[dropcap]L[/dropcap]a constitution de 2010 fait l’objet des débats politico-juridiques sur les médias nationaux et internationaux, mais aussi à travers des manifestations très récurrentes ces derniers temps sur une grande partie du territoire national, organisées par le Front National pour la défense de la constitution dénommé FNDC.
Cette situation conduit à se poser des questions sur l’essence même des tels débats et contestations par des manifestations, dès lors qu’il est permis de penser que cela n’aurait de sens que si le contenu du projet de la nouvelle constitution était connu du grand public.
D’où la nécessité d’évoquer la légitimité de la démarche du FNDC(A), alors que le président de la République tente de convaincre du bien-fondé de doter la Guinée d’une nouvelle constitution (B), quand bien même que l’article 51 de la constitution sur lequel se focalise une grande partie du débat manque de clarté(C).
A. De la légitimité de la démarche du FNDC pour la défense de la constitution de mai 2010
Le FNDC est une association de circonstance qui a été crée dans le but de défendre l’actuelle constitution et s’opposer à son abrogation totale et son remplacement par une nouvelle constitution souhaitée par le régime en place. Il réunit en son sein des acteurs politiques et des membres de la société civile et appelle à des manifestations pacifiques pour faire fléchir le régime actuel sur son projet de nouvelle constitution.
Fondamentalement, la question de la légitimité de la constitution actuelle n’est pas à priori contestable, dès lors qu’elle a été élaborée par une assemblée constituante représentative de la société civile d’alors dans toutes ses composantes (plus de précision in visionguinee.info du 9 juin 2019). A supposer même que cette légitimité ne soit pas suffisamment fondée, il n’y aurait-il pas d’autres mécanismes permettant de la légitimer à posteriori ?
Pour la résolution de cette question, il sera tout simplement loisible de proposer un projet de loi pour soumettre l’actuelle constitution à un referendum afin de lui doter de sa légitimité, en adéquation avec les dispositions de la constitution. La responsabilité de l’Etat voudrait évidemment que lorsqu’une telle question se pose, que sa résolution ne puisse pas remettre en cause la stabilité des acquis démocratiques chèrement obtenus par les guinéens.

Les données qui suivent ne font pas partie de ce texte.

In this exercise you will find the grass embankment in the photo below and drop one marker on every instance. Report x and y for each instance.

Par ailleurs et à titre de rappel, la constitution de 1990 n’avait-elle pas été soumise à référendum, élaborée à l’époque par un conseil transitoire national non élu et promulgué par un président de la République qui était arrivé par un coup d’Etat militaire en 1984, et qui n’avait aucune légitimité. Devrions-nous systématiquement remettre en cause les lois fondamentales de la République à chaque fois qu’elles ne nous soient pas favorables ? Il est donc permis de dire que la démarche du FNDC pour consolider les acquis démocratiques est légitime, dans la mesure où elle s’inscrit à l’aspiration d’une république responsable.
B. De la position du président de doter la Guinée d’une nouvelle constitution
Pour le locataire de Sekoutouréya, la constitution actuelle n’est pas conforme aux attentes du peuple et n’est pas adaptée aux situations actuelles. Au surplus, elle n’a aucune légitimité dès lors qu’elle n’a été soumise à référendum et qu’elle a été promulguée par un président qui n’avait aucune légitimité. Pour lui, une nouvelle constitution permettrait à la Guinée de relever les défis actuels tels que la protection des femmes et l’accompagnement des jeunes.

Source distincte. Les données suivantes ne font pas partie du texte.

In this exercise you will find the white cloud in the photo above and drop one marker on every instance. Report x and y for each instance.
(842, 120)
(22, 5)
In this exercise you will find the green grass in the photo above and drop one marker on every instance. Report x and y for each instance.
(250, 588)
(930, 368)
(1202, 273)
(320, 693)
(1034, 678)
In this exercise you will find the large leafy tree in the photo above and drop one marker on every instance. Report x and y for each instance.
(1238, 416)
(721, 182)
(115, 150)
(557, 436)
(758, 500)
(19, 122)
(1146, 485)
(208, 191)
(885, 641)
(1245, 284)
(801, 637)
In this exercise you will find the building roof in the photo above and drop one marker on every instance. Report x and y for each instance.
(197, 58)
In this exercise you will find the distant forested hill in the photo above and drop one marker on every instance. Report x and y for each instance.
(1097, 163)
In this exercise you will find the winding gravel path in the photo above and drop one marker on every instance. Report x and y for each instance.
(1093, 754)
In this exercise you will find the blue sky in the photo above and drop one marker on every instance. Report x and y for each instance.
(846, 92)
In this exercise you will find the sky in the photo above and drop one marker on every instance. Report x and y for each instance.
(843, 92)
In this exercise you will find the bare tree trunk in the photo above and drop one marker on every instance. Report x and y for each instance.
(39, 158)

Abstraction faite de tout commentaire sur sa position, il me semble à cet égard que l’adaptation des lois de la République aux nouveaux défis ne relèvent pas forcement de l’adoption d’une nouvelle constitution par voie référendaire, certes, s’il est vrai que la constitution de 2010 comporte des insuffisances, toujours est-il que ces insuffisances peuvent être corrigées par une procédure de révision de la constitution et apporter les amendements nécessaires en cohérence avec les défis actuels. Cette procédure étant prévue par l’article 51, elle pourra ainsi avoir toute sa légitimité.

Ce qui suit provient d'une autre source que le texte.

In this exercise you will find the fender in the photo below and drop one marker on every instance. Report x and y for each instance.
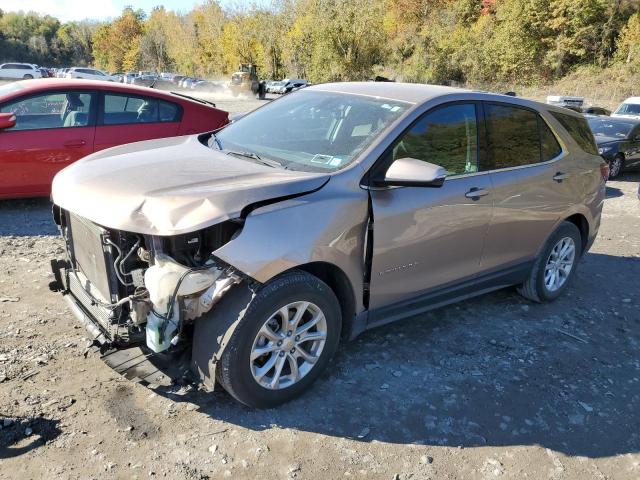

Au surplus, la Guinée a souscrit à des engagements internationaux qui résolvent la question de l’amélioration des conditions des femmes et des jeunes, il sera tout simplement loisible pour le pouvoir exécutif de mettre en application ses engagements pour répondre à ses attentes. D’ailleurs la Constitution de 2010 apporte une innovation en n’intégrant à son préambule l’adhésion de la Guinée à la charte africaine des droits et de l’homme et des peuples avec son protocole additionnel sur les droits de la femme. De même, l’article 19 de la constitution parle du rôle de l’Etat pour la protection de la jeunesse. Compte tenu de ce qui précède il n’y a pas lieu d’exiger une nouvelle constitution dès lors qu’il ya une possibilité d’adapter la constitution actuelle aux nouveaux défis par une révision de la constitution actuelle.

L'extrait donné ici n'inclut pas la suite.